Queremos colocar a experiência, o conhecimento e a competência inegável dos médicos ao serviço de políticas de saúde

Danielson Veiga, médico-cirurgião, explica seus planos e projetos como novo Bastonário da Ordem dos Médicos Cabo-verdianos. As prioridades do seu mandato, as novas propostas, o Plano de Cargos, Carreiras e Salários, as injustiças e os novos desafios da classe médica são abordados nesta grande entrevista.

 

Entrevistado por Odair Varela

É o novo Bastonário da OMC. Parabéns pela eleição.
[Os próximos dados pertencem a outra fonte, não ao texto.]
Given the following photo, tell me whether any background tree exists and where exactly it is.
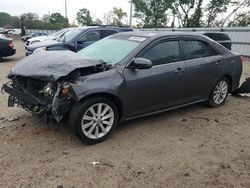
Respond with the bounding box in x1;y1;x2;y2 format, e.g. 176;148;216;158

Qual é a sua expectativa maior?

Decorridos mais de vinte anos sobre a criação da Ordem dos Médicos Cabo-verdianos (OMC) e perante o novo quadro de desenvolvimento do país, os desa­fios e as exigências atuais são outros e, de certa for­ma, motivadores. A lista que concorreu para dirigir a OMC foi criada a menos de cinco dias da data limite de entrega de candidaturas, mas a desvantagem do tempo foi compensada pelo grande apoio de colegas disponíveis para contribuir. Apresentamos uma can­didatura cujo programa tem várias linhas fortes com o objetivo de motivar e promover a classe médica. A pretensão é melhorar a qualidade da medicina em Cabo Verde, assim como a relação dentro da classe e do médico/paciente e com a sociedade.

E quais são as linhas fortes desse programa?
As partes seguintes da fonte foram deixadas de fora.